2016 GO LOCAL Community Survey

Nov. 21, 2016 by Terry Garrett

About the Survey

GO LOCAL conducted a survey (Nov 2016) among our community of rewards cardholders, newsletter subscribers and Facebook friends within Sonoma County. We asked them to answer questions about their shopping habits and preferences.

(Confidence level 95% and a Confidence interval of +/-6)

Click on the 1-page survey results PDF below to enlarge it.

How Different Are GO LOCAL Fans from Mainstream?

The really cool thing about surveys is that they help us see similarities and differences. And there are some real differences between GO LOCAL fans and mainstream consumers.

First, we should see the similarities. 90% of GO LOCAL fans have shopped online in the past 12 months. That's in line with national trends. The ability to shop online with a mobile device has accelerated the number of people who shop online. The differences start to emerge when asked "how often you shop online" and "how much do you spend online". Millennials and higher income households lead the pack of online shoppers.

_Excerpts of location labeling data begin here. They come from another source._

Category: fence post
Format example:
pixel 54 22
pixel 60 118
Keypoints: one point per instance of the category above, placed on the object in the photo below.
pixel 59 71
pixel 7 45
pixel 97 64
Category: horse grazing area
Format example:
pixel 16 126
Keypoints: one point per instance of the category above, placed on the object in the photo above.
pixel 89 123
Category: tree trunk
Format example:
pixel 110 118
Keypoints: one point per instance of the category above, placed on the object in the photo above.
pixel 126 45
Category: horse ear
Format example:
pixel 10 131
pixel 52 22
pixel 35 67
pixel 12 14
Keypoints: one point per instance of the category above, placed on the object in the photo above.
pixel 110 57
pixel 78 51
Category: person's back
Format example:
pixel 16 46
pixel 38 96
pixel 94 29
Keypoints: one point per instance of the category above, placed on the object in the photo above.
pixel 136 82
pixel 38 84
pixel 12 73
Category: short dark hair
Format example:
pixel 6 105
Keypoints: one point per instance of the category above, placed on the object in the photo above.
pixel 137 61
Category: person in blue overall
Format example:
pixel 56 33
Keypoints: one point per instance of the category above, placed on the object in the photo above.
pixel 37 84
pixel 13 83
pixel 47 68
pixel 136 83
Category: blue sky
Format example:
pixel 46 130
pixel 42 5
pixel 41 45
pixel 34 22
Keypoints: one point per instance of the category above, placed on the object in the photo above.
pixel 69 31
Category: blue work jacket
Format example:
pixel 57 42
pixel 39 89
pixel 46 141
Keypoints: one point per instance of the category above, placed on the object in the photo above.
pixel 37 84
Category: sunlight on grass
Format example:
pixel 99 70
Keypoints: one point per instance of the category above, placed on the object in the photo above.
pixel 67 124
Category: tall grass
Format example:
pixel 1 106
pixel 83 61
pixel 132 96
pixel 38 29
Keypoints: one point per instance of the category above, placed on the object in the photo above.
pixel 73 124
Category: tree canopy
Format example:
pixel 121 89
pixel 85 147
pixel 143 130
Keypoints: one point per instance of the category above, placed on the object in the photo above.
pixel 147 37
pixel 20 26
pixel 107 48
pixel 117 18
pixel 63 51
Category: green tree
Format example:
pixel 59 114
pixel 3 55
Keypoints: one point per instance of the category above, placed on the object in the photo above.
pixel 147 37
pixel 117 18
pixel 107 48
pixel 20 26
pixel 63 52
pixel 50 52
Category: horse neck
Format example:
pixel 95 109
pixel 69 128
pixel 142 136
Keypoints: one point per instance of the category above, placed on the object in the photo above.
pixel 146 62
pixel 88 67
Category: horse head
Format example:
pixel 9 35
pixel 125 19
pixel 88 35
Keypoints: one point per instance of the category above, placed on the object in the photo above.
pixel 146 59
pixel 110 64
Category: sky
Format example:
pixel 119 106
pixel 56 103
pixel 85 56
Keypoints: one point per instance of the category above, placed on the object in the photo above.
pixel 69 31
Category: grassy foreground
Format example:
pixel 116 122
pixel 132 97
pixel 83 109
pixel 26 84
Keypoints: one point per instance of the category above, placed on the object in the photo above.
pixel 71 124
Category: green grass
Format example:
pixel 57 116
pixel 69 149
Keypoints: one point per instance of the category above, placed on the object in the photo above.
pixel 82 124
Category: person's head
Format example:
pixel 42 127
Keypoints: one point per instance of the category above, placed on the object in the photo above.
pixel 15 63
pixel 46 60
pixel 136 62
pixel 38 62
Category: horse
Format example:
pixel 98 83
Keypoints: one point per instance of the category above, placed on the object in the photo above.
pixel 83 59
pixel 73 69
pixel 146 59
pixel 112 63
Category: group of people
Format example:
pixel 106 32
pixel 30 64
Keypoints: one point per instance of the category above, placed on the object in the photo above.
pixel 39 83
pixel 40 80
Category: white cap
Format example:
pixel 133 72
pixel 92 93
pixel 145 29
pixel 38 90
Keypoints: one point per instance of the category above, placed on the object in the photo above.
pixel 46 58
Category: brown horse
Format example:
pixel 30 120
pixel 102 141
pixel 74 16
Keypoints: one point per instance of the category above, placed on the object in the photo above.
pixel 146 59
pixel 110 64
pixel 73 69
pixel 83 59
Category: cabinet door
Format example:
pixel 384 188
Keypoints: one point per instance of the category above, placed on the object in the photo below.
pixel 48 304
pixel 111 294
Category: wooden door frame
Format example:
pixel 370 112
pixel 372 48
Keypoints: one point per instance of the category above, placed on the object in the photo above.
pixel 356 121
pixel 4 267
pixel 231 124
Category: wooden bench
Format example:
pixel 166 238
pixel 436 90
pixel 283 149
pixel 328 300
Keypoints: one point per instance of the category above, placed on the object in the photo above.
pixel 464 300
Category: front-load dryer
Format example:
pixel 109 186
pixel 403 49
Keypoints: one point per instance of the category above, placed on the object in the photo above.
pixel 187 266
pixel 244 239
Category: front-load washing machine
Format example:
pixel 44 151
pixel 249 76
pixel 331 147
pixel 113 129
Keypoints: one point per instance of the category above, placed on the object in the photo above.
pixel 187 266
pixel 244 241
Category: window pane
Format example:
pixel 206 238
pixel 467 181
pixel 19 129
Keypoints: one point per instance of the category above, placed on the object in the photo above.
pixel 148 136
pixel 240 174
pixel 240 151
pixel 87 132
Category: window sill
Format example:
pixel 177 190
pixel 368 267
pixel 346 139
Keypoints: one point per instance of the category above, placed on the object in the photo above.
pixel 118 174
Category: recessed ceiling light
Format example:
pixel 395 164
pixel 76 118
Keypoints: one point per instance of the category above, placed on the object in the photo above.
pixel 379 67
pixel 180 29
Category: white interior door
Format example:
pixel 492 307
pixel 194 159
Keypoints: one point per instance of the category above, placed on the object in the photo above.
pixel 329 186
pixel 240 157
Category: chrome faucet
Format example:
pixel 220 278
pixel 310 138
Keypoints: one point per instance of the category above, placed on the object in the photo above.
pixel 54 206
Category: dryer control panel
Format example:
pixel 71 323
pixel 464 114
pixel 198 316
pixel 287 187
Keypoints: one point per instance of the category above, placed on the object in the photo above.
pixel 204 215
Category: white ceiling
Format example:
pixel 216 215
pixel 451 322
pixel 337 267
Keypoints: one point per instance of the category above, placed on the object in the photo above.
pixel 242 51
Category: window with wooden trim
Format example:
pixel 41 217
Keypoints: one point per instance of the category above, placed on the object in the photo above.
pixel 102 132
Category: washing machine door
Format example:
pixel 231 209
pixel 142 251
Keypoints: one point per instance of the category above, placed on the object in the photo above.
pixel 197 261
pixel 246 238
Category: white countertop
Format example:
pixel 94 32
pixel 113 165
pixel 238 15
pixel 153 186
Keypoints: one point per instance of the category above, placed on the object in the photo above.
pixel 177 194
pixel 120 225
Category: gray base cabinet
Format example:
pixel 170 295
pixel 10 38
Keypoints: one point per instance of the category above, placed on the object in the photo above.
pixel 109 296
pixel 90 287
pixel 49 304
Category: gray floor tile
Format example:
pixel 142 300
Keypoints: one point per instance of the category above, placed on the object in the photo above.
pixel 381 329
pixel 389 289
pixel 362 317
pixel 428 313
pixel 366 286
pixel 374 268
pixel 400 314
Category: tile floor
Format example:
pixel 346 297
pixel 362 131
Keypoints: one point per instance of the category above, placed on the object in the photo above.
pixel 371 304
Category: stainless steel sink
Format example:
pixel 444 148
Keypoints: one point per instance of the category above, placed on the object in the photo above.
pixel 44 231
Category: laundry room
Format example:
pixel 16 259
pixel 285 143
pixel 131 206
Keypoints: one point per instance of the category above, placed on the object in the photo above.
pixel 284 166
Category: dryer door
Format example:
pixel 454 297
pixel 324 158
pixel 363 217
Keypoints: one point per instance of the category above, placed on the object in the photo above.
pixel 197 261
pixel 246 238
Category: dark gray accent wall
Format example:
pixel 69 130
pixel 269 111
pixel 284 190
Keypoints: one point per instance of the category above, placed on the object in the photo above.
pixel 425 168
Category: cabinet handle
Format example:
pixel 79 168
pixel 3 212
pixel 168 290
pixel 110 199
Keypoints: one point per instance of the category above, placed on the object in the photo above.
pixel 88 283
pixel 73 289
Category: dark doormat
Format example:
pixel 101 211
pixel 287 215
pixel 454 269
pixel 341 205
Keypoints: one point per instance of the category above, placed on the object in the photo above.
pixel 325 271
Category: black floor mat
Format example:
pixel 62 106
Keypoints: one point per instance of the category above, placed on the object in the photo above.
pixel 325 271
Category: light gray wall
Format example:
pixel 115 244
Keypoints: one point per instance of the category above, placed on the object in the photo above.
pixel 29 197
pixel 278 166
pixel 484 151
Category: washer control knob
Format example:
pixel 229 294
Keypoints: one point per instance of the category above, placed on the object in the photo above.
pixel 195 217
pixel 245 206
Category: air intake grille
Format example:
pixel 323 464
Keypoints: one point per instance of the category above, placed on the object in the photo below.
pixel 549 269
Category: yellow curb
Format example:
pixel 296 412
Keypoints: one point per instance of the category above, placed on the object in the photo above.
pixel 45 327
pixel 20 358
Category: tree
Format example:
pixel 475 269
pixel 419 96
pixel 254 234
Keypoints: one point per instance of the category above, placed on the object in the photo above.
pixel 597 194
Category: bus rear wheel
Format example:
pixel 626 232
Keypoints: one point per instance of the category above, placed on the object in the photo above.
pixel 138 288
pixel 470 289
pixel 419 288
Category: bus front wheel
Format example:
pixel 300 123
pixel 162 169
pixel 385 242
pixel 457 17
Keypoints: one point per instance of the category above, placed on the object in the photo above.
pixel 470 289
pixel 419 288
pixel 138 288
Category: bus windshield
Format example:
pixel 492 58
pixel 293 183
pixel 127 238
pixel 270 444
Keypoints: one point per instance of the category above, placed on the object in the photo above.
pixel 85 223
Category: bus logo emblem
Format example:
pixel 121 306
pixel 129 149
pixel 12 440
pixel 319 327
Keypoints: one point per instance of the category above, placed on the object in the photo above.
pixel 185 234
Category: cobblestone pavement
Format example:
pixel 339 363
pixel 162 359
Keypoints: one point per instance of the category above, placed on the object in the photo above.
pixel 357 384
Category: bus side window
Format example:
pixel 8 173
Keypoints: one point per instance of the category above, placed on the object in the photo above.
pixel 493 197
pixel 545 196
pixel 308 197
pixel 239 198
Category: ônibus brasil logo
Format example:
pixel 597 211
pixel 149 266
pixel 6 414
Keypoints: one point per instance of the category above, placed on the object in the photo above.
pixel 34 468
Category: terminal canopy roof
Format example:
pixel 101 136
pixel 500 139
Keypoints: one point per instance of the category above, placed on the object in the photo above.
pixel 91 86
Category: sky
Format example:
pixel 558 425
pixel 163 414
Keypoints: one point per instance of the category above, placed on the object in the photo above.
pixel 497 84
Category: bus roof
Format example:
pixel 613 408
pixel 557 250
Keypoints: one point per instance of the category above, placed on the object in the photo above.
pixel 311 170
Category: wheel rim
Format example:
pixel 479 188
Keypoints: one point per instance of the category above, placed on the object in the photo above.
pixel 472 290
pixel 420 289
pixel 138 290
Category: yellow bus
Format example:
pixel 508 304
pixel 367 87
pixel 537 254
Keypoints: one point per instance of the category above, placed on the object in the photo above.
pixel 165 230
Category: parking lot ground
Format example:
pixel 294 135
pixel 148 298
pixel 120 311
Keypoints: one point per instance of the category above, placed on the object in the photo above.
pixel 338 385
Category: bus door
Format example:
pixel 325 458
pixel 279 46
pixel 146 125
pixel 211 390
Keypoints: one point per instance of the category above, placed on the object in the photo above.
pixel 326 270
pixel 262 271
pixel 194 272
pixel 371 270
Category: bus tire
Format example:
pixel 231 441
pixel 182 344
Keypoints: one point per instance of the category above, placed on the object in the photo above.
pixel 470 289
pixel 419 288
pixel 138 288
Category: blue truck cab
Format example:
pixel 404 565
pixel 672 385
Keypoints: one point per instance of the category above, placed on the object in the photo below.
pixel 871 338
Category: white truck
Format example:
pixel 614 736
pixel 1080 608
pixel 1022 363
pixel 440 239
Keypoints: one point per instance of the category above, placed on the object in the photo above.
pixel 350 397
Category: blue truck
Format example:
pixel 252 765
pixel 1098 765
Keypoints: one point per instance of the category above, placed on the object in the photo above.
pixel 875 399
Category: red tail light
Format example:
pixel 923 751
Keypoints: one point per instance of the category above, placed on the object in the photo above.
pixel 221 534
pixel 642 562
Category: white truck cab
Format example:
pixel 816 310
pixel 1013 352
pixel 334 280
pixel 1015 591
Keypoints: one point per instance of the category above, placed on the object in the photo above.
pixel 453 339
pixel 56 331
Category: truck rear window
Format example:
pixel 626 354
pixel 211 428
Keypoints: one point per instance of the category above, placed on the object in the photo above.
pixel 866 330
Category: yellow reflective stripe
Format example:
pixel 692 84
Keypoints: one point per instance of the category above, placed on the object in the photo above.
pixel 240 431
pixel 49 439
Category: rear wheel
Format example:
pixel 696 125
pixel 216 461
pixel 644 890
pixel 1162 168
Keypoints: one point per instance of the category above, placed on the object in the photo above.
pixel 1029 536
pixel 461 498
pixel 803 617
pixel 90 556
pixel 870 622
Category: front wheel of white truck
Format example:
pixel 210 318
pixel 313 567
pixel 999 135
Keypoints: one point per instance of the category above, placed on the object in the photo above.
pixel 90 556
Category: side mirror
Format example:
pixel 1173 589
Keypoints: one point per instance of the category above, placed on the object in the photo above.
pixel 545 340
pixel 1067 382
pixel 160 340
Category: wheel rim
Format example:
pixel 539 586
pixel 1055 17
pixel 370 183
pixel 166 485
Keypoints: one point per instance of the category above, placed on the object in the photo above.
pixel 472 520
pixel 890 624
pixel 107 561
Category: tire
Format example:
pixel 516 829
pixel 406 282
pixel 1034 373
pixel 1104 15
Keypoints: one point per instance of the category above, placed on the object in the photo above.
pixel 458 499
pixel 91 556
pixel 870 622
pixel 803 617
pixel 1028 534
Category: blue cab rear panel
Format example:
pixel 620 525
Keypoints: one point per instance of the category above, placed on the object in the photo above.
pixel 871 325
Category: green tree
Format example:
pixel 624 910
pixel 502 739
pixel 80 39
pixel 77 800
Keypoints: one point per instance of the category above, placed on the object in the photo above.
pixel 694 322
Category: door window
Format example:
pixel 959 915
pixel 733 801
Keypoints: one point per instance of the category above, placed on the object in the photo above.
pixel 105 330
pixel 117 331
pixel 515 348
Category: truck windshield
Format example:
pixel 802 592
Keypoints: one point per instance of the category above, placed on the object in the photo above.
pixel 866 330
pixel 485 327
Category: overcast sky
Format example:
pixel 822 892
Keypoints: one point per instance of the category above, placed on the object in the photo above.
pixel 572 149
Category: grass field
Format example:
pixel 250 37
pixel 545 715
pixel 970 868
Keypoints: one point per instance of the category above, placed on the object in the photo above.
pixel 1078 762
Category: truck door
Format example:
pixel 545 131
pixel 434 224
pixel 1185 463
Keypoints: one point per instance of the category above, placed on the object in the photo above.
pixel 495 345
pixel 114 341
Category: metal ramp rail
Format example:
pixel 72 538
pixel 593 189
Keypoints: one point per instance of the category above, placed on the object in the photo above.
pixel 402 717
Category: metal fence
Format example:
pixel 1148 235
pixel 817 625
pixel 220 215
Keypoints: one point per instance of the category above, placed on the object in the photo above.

Now, take a look at the chart to see what matters to mainstream shoppers nationwide. One word: Price. And in the last position: Customer service. Most of us like sales and discounts, you know, saving money.

You can readily see the influence of online shopping by the fact that the fourth most important factor is free or promotional shipping.

Mainstream shoppers also have high expectations of sellers when you consider that they want to have low prices, plus high quality and a wide selection of merchandise.

Oy vey, consumers have inverted the power hierarchy of retail shopping!






Looking at the survey results of GO LOCAL fans, you see two striking differences.

Customer service, meaning "I expect store personnel to know their merchandise and help me when I need it", is number one by importance.

And then there is the one attribute that sets GO LOCAL fans apart from the mainstream—local ownership of a business matters. Lastly, the lowest price is the least important factor to them.